When it comes to the benefits of xeriscaping, it comes to the practical considerations of maintenance requirements, aesthetics and expenses. Xeriscaping means building a construction site that uses less water, but it doesn’t necessarily mean it’s a good thing. So buyer beware!
Xeriscape Gardening Pro
(Maria’s point of view) For gardeners, xeriscaping is a smart way to adapt to the challenges of our changing climate, but xeriscaping doesn’t have to consist of boulders, gravel and cacti. As someone who lives in the high desert where this type of landscape is useful, here are my thoughts on the benefits of xeriscaping:
- A healthy environment: Global climate change is a big problem. Xeriscaping is a small but important way to compensate for the effects of frequent drought, higher temperatures and an increasing dependence on toxic chemicals to control pests and diseases.
- water: When it comes to xeriscape gardening professionals, conserving our precious water reserve is high on the list. Xeriscapate landscapes thrive with very little additional watering and in some climates it may not be necessary to drag the hose and sprinkler at all.
- aesthetics: With careful planning and the use of attractive native plants, a xeriscapato landscape can be a wonder to see. Cactus plants are delicious, but you can also include plump succulents, graceful ornamental herbs and colorful flowering plants. A xeriscapato garden can contain deciduous trees or shrubs or evergreens that provide color all year round.

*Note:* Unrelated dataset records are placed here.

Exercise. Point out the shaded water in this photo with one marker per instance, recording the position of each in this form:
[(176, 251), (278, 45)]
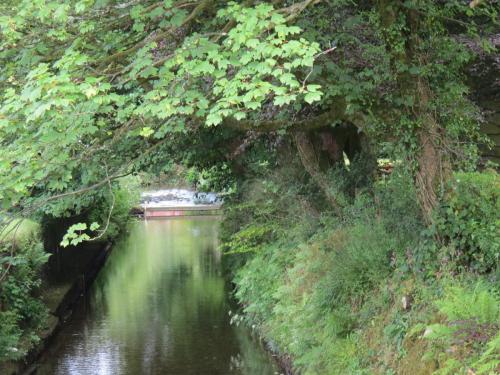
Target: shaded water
[(159, 306)]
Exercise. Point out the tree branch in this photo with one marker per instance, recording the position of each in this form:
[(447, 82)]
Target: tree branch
[(338, 111)]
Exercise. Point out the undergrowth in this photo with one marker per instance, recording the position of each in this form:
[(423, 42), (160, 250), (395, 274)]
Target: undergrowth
[(360, 294)]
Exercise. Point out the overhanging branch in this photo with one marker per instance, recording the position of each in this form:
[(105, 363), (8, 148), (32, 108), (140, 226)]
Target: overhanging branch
[(337, 112)]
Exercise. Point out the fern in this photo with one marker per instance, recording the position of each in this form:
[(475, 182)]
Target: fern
[(481, 304)]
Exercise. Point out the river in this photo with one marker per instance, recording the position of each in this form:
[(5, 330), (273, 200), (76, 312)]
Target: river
[(159, 306)]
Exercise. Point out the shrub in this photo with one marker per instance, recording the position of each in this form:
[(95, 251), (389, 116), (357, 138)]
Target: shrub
[(468, 222), (468, 337), (22, 314)]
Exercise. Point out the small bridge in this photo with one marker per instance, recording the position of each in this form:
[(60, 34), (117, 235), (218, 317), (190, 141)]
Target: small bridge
[(178, 202), (198, 210)]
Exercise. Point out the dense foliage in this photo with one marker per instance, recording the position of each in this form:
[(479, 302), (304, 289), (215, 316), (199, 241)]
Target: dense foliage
[(21, 312), (287, 107)]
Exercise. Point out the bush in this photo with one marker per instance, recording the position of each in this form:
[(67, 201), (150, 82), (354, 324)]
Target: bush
[(468, 337), (468, 222), (22, 315)]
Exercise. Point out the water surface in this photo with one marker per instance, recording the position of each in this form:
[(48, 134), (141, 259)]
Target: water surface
[(159, 306)]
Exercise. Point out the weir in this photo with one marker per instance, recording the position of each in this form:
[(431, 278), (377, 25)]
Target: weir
[(179, 202), (160, 305)]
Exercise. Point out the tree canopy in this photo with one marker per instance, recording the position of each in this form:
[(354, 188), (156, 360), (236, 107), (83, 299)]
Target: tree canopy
[(92, 90)]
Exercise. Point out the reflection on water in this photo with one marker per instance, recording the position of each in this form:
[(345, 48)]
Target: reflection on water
[(159, 306)]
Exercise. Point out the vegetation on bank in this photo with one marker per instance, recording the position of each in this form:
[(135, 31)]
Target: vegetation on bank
[(376, 292), (286, 106), (23, 315)]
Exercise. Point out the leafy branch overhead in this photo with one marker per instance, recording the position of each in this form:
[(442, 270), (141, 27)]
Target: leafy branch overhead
[(77, 100), (83, 81)]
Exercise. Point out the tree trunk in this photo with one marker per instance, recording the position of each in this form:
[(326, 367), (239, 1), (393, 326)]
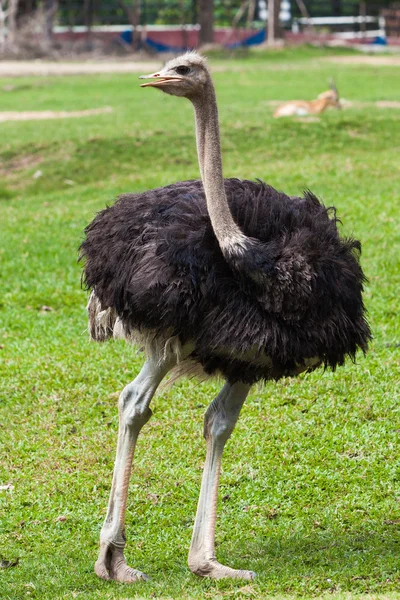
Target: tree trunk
[(274, 31), (133, 13), (50, 7), (8, 21), (206, 21)]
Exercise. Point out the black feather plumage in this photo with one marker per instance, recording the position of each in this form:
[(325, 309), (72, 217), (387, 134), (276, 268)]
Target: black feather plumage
[(153, 257)]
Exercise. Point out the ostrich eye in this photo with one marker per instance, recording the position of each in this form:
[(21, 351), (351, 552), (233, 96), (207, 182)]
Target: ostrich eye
[(182, 70)]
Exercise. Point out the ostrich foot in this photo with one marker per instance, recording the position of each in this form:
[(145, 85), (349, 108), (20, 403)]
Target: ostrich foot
[(111, 564), (212, 568)]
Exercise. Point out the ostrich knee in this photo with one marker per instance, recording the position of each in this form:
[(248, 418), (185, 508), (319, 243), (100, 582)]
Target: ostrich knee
[(219, 424), (133, 407)]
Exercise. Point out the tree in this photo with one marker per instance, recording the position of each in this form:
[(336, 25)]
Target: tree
[(274, 31), (206, 21), (132, 10), (8, 22)]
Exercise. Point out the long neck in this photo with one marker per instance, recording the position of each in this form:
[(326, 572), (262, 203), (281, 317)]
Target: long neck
[(209, 153)]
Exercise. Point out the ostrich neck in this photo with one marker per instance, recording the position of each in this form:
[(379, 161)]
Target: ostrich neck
[(210, 161)]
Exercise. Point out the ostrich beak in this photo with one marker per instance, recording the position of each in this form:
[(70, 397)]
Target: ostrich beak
[(161, 79)]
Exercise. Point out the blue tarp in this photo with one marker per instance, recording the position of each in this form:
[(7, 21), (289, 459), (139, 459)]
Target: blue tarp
[(257, 38)]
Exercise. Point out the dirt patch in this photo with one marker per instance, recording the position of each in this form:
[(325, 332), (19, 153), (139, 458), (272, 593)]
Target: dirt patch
[(19, 163), (39, 115), (375, 61), (22, 68), (350, 104)]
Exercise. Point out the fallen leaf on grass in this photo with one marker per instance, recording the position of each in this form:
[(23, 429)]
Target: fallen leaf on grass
[(153, 498), (7, 564), (392, 522), (8, 486)]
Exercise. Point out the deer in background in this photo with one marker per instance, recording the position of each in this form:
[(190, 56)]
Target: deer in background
[(301, 108)]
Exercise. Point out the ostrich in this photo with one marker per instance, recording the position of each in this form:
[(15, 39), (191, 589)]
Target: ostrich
[(230, 276), (314, 107)]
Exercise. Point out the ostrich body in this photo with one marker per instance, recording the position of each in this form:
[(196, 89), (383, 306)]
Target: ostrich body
[(300, 108), (227, 275)]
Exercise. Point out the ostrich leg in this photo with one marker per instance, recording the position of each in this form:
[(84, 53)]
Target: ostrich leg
[(219, 422), (134, 412)]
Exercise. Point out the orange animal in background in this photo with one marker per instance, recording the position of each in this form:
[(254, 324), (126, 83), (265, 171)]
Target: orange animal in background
[(301, 108)]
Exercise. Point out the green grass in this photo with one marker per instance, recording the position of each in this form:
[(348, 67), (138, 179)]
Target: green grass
[(310, 487)]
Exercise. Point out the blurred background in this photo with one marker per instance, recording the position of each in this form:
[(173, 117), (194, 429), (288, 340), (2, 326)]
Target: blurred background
[(34, 28)]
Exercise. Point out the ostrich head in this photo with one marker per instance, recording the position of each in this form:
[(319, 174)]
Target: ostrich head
[(186, 76)]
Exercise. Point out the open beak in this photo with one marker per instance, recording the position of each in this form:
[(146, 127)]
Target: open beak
[(160, 79)]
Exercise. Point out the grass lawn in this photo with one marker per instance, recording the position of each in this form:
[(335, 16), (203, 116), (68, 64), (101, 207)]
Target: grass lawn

- Versatility: Xeriscaping is typically a technique used in extremely dry climates or in areas affected by drought, but the technique can be used almost anywhere. You don’t need to xeriscape your whole garden or tear up a well-kept lawn. Start with a small corner, perhaps an area where nothing seems to grow or a place to punish sunlight. Have fun experimenting and see how the technique works before jumping with both feet.
- Maintenance: Ease of care is one of the leading xeriscape gardening professionals. Drought-resistant plants typically grow slower, which means that pruning, pruning and weeding are rarely needed. Desert plants and shrubs do not require fertilizers and are highly resistant to pests and diseases. After the first year, ease of maintenance is one of the main advantages of xeriscaping.
- expenses: When considering the benefits of xeriscaping, consider long term spending. The initial investment can be a little high but, once established, a low maintenance and drought tolerant garden can save gardeners a significant amount of money.
Cons of Xeriscaping
(Teo’s point of view) Xeriscaping glorifies “water-frugal” plants and materials for gardening as well as supporting native wildlife and can result in a garden that doesn’t look like a paradise where you can retreat from the world. And it can cost more in terms of money than you will recover for years with less water consumption. Here are my problems with xeriscaping:
- It does not support native ecosystems: When collecting plants for a garden, you need to use some guiding criteria in the selection process since there are so many species and cultivars available on the market. Many gardeners – myself included – love to plant native flora to help preserve the diversity of an ecosystem and support native insects, birds and small mammals. Xeriscaping is a plant selection system that focuses on water conservation. While this obviously reduces water consumption, it does not support native ecosystems like a natural garden would. Not all native plants are resistant to drought, however every native plant plays a role in the ecosystem in which you live.
- Rougher soil and fewer insects: Xeriscaping means an entire landscape, not just drought resistant plants. You must eliminate or cover all that soil that you have enriched with organic compost over the years and replace it with raw materials that efficiently retain and distribute the little available water. This usually means carrying hard and heavy materials such as wood chips and gravel. And the plants themselves are often rougher and more resistant, vegetation with thorns and sharp edges. While some insects may prefer this type of ecosystem, they will not be the same ones that rely on softer plants, large flowers or lots of foliage. Not even all gardeners or homeowners will like the harsher landscape. I personally consider the time I spend working in my garden as the happiest and quietest hours of the day and in summer I will deeply miss the lush green foliage and exaggerated flowers.
- More time and money: While xeriscaping is billed as a good choice for a gardener who wants to save time and money, check out these claims. While it is true that if you take out your lawn, you will not have to mow or water it, it is certainly not the whole thing and the end. Removing the lawn and changing the landscape is not cheap.
- Improper design problems: One of the main reasons why xeriscape gardens fail to satisfy homeowners is improper design. Xeriscape gardens must be carefully designed, as design errors will haunt you for years. This means that you will probably want to involve a landscape specialist and that also means more money.
Final thoughts on the Xeriscape gardens
Unlike traditional beautification methods, xeriscaping is sustainable in the future. It is also a wise use of available resources and an answer for busy gardeners who don’t have much time for high maintenance landscaping. That said … using less water is a noble plan, but let’s avoid all or nothing!
There are real disadvantages to taking something too far, as diets have shown us only with celery. Consider well before eliminating a courtyard that focuses on native plants to be replaced with a landscape that focuses on shallow water plants. This can hurt rather than help native wildlife and you may not like what you get. So if you want to try this landscaping method, start small.